>A chromatic mediant relationship is a relationship between two sections and/or chords whose roots are related by a major third or minor third, contain one common tone, or share the same quality, i.e. major or minor.
This makes no fucking sense. Surely that would mean I and V have a chromatic mediant relationship, since they share a common tone and are both major.

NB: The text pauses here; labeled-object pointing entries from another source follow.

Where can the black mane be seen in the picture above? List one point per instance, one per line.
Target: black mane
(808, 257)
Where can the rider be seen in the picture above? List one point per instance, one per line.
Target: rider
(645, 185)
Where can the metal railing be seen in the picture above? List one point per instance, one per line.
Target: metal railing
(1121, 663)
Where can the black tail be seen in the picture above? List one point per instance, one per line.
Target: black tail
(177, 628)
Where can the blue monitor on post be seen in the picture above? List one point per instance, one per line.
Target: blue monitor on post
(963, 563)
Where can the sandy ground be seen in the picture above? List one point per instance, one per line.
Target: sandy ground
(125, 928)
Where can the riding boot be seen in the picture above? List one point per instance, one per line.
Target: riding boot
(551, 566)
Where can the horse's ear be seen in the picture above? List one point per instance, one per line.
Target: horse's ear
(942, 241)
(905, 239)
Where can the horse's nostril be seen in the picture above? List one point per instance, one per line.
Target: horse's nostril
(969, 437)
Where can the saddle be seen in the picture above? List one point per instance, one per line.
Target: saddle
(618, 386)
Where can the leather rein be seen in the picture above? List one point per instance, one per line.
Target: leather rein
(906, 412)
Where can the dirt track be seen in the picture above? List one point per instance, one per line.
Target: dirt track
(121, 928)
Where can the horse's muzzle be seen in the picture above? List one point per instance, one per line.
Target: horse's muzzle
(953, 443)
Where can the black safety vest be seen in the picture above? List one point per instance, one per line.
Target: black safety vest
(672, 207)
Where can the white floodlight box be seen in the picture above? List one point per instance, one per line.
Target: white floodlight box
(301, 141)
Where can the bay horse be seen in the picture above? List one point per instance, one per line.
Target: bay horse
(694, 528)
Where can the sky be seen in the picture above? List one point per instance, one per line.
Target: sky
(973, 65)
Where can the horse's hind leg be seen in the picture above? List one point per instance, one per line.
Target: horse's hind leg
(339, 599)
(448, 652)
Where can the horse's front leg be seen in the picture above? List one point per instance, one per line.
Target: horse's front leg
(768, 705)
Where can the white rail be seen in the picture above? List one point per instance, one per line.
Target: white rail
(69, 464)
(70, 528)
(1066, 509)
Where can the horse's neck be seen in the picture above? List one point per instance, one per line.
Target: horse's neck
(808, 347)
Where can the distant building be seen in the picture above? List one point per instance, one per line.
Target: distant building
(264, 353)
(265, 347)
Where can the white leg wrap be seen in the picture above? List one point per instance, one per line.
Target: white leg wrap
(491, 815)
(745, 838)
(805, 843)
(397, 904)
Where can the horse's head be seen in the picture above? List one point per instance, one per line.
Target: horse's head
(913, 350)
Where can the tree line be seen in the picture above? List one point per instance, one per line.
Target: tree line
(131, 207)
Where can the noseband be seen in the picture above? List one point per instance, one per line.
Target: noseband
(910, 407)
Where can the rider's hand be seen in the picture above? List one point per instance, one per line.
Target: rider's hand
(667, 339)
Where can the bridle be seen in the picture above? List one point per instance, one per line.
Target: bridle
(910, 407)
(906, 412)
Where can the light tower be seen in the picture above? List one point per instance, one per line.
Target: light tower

Is there a missing "and" somewhere? Am I just retarded? Explain this shit /mu/
>whose roots are related by a major third or minor third
bad bait
>>73201590
???
The key word here is mediant. Mediants are III chords specifically (III, iii, bIII....), and a chromatic mediant is a case in which two chords (That are a major or minor 3rd apart) contain:
One common tone
One chromatically altered tone
An example being C major and Eb Major
C = C E G
Eb = Eb G Bb
Both chords contain G, and Eb is a chromatic alteration of E. Thus, C major and Eb major are chromatic mediants.

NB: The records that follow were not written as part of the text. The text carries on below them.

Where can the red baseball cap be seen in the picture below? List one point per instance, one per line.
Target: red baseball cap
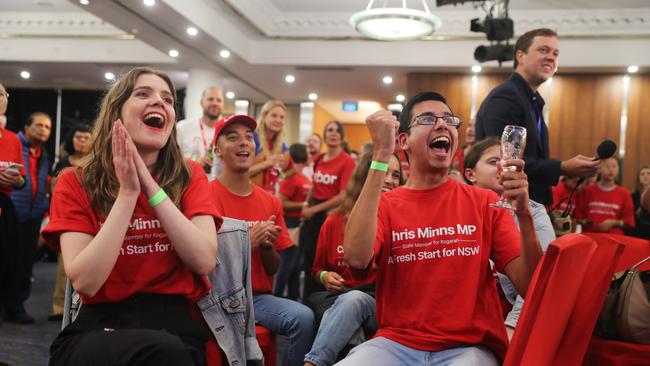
(236, 118)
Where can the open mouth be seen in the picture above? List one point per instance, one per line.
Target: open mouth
(440, 144)
(155, 120)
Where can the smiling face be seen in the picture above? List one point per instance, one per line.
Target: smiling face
(539, 63)
(148, 114)
(485, 174)
(274, 120)
(236, 147)
(430, 147)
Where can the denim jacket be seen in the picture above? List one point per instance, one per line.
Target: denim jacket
(228, 307)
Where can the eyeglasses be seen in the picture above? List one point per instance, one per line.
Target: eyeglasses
(429, 119)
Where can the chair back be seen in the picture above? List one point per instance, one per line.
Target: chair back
(573, 272)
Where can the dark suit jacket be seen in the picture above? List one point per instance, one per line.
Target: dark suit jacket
(512, 103)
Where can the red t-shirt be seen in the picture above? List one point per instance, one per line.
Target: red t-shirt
(561, 194)
(598, 205)
(258, 206)
(295, 188)
(329, 252)
(435, 289)
(330, 177)
(147, 262)
(10, 153)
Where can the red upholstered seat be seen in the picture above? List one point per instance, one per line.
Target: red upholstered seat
(563, 302)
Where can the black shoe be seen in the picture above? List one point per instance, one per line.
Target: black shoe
(19, 317)
(55, 317)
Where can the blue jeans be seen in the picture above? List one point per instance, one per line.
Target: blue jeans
(545, 235)
(341, 322)
(382, 351)
(288, 318)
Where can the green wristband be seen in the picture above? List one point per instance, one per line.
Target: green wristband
(378, 165)
(157, 198)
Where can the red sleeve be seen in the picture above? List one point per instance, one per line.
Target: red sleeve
(197, 198)
(346, 173)
(505, 236)
(283, 241)
(70, 210)
(320, 260)
(628, 209)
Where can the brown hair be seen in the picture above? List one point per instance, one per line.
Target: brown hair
(526, 39)
(99, 179)
(475, 153)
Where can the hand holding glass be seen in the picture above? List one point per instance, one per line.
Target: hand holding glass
(513, 144)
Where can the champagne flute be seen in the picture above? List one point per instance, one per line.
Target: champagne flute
(513, 144)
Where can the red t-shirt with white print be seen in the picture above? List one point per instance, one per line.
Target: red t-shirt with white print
(598, 205)
(435, 289)
(329, 252)
(10, 153)
(147, 262)
(295, 188)
(330, 177)
(258, 206)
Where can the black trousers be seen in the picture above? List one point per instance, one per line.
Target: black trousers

There's also doubly chromatic mediants, where there are two chromatically altered tones and no common tones, such as C major and Eb minor.
>music theory
>>73202946
This. Creep uses a chromatic mediant so that the entire song has a three chromatic note part throughout. It's an I - III - IV - iv progression in G. So the D of the I becomes the Eb of the III which becomes the E of the IV which becomes the Eb of the iv. It the cycles for the entire song. Things like this allow you to use a non diatonic chord progression without it sounding jarring to normie ears.